Chefs perderam estrelas Michelin entre a surpresa e a expectativa

Apesar de alguns restaurantes terem ganho novas estrelas, houve também aqueles que as perderam.

O chef alemão Willie Wurger, cujo restaurante, "Willie's", no Algarve, perdeu a estrela Michelin que detinha desde 2006, diz que não esperava esta decisão dos inspetores do guia ibérico. O "Willie's" (Vilamoura) é um dos três restaurantes portugueses que perdem a classificação de uma estrela ('uma cozinha de grande nível, compensa parar') na edição de 2020 do Guia Michelin Espanha e Portugal, que foi apresentada na quarta-feira à noite em Sevilha.

"Não sei porquê. Não estava à espera", afirmou à agência Lusa o chef alemão.

Willie Wurger disse não ter notado qualquer alteração no último ano no que diz respeito às visitas dos inspetores do guia. "Não notei nenhuma mudança, foi igual a todos os anos, com uma ou duas visitas", comentou.

Wurger chegou a Portugal em 1985 e conquistou a primeira estrela Michelin para o Algarve, na altura no restaurante "La Reserve", distinção que manteve anos mais tarde no "São Gabriel".

A distinção que detinha no restaurante com o seu nome tinha, para ele, um significado especial: "Esta é a que mais me orgulha porque é o meu próprio restaurante e sou responsável por tudo. Desde 2006 que mantemos a estrela, o que é todos os anos uma grande vitória", afirma, numa mensagem na página oficial do restaurante.
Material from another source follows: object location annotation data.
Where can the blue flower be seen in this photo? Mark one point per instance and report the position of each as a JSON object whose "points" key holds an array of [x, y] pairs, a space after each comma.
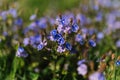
{"points": [[81, 62], [61, 49], [26, 41], [118, 62], [40, 46], [18, 22], [21, 52], [79, 39], [53, 32], [75, 28], [61, 41], [92, 43], [57, 36], [68, 46]]}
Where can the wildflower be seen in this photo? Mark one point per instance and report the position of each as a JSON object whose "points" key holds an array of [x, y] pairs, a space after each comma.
{"points": [[92, 43], [118, 62], [33, 17], [18, 22], [57, 36], [61, 49], [75, 28], [97, 76], [82, 18], [80, 62], [40, 46], [42, 23], [21, 52], [61, 41], [99, 17], [82, 69], [118, 44], [3, 14], [26, 41], [100, 35], [68, 46], [53, 32], [79, 39], [13, 12]]}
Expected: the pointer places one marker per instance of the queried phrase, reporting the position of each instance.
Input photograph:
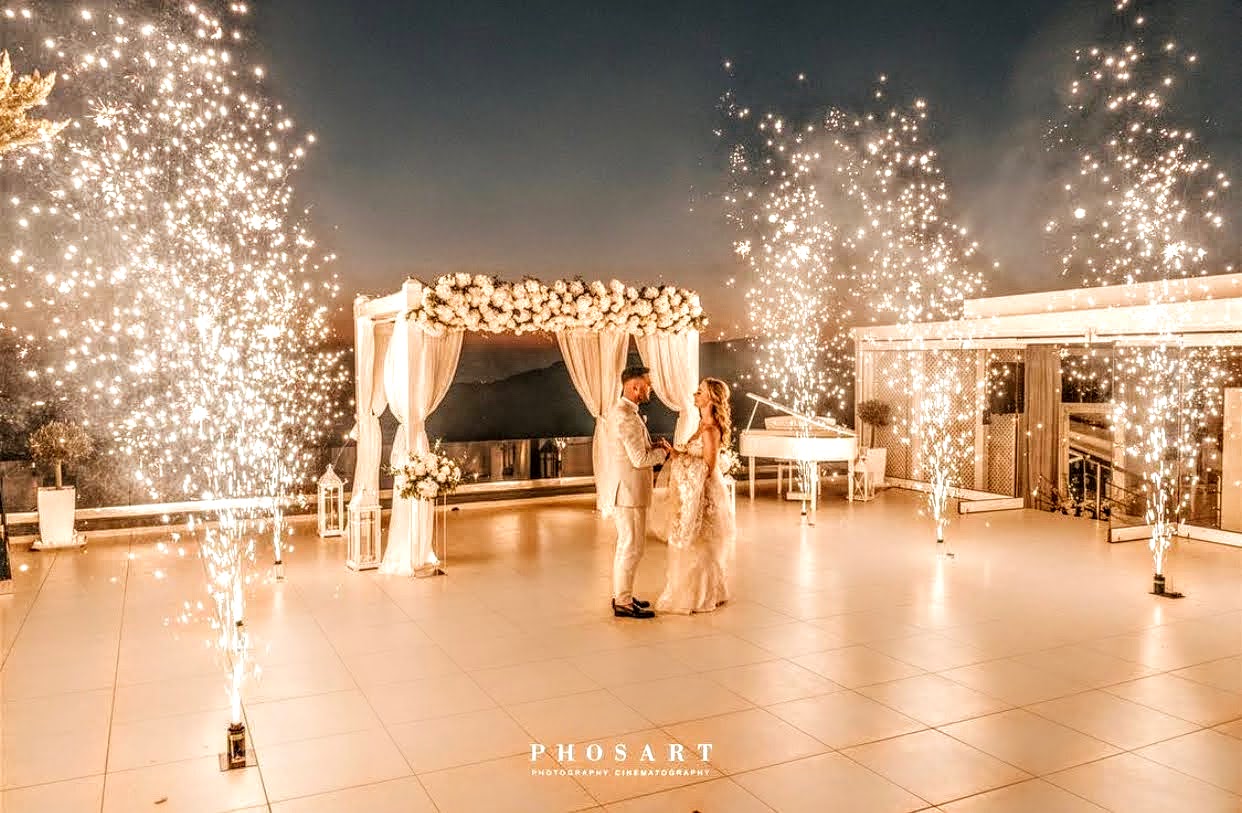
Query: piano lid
(806, 418)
Outro restaurante que perdeu a estrela foi o "L'and Vineyards" (Montemor-o-Novo), agora com o chefe executivo José Miguel Tapadejo, após a saída de Miguel Laffan.

"Estávamos na expectativa. Sabíamos que num ano de mudança de chef, era possível" a perda da distinção, afirmou à Lusa a diretora de relações públicas do espaço. "Acreditamos que fizemos um bom trabalho e mantemos o nosso foco", comentou.

Esta não foi a primeira vez que o "L'And Vineyards" perdeu uma estrela: em 2015, Miguel Laffan conquistou a primeira estrela, mas perdeu-a no ano seguinte e voltou a ganhar em 2017.

A responsável sublinhou que "as circunstâncias são diferentes", referindo que no primeiro caso, o chef era o mesmo, e agora "houve uma mudança, pelo que essa possibilidade era mais clara".

Questionada sobre a forma como a equipa do restaurante recebeu a notícia, Luísa Santos respondeu: "Juntos. É um trabalho feito em equipa. Estamos juntos para as boas e para as más notícias".

O restaurante "Henrique Leis" foi o terceiro a perder a distinção, mas, neste caso, o chef com o mesmo nome tinha anunciado que pretendia abdicar da estrela que o espaço tinha há 19 anos, algo inédito em Portugal.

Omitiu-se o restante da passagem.